To Benjamin Franklin from Arthur Lee, 3 January 1779
From Arthur Lee
LS:4 American Philosophical Society
Chaillot Janry. 3d. 1779
Sir
I enclose you a letter received Yesterday from Dr. Berkenhout, the Author of those which were communicated to you the Year before last on the same Subject.5 If you think any use can be made of it for the public Good, I shall be glad to be informed of it.
One of those, which I sent you before with the Answer I proposed giving to it, I have searched for and cannot find among my papers. Tho’ I think you returned it; yet I shall be obliged to you for looking over your papers for it, as perhaps it may be among them.

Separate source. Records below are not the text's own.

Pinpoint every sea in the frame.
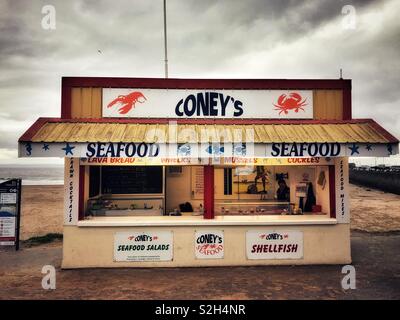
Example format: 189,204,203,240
0,165,64,185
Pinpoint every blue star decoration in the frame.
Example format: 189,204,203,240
61,142,75,156
387,143,393,156
349,143,360,156
25,142,32,156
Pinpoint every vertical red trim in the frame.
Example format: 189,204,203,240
203,165,214,219
343,86,352,120
61,78,71,119
329,166,336,218
77,165,85,220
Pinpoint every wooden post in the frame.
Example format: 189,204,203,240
203,165,214,219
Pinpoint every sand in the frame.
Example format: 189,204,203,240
17,185,400,240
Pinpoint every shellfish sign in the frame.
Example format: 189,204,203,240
246,230,303,260
102,88,313,119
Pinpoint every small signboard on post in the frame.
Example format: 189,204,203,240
0,179,21,250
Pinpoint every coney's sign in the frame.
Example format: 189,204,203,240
102,88,313,119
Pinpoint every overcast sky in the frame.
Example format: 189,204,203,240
0,0,400,164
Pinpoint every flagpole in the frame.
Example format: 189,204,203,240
164,0,168,78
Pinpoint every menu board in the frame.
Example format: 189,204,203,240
191,166,204,199
101,166,163,194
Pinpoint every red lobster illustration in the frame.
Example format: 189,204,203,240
274,92,307,114
107,91,147,114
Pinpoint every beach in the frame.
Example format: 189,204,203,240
21,184,400,240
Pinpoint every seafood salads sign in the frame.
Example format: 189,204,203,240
246,230,303,259
114,231,173,261
102,88,313,119
194,230,224,259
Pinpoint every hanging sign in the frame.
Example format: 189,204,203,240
246,230,303,259
64,158,79,225
194,230,225,259
114,230,173,261
102,88,313,119
0,179,21,250
335,158,350,223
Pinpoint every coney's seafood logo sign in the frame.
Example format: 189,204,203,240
103,88,313,119
114,231,173,261
194,230,225,259
246,230,303,259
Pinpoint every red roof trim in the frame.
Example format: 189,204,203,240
62,77,351,90
18,118,49,142
32,118,374,125
369,120,399,143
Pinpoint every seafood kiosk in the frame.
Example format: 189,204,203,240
19,77,399,268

I am with great Respect, Sir Your Most obt. Servan
Addressed: To the Honble / Benjamin Franklin Esqr. / at / Passi
Endorsed: Mr Lee about Dr Berkenhout
4. In Hezekiah Ford’s hand.
5. In August, 1777, Lee’s old school friend and a British agent, Dr. John Berkenhout, had contacted him in an unsuccessful attempt to initiate American-British negotiations (XXIV, 554). On Dec. 25, 1778, he wrote Lee again, claiming, “I hate all your bloody minded rogues on both sides the question. Peace, everlasting peace is my hobbyhorse . . .” (Harvard University Library; reproduced in Lee Family Papers, reel 5, frames 546–7). He then suggested that the two meet somewhere on the European continent; Lee turned over a copy of the letter to Vergennes (Wharton, Diplomatic Correspondence, III, 7–8) as he had done in 1777.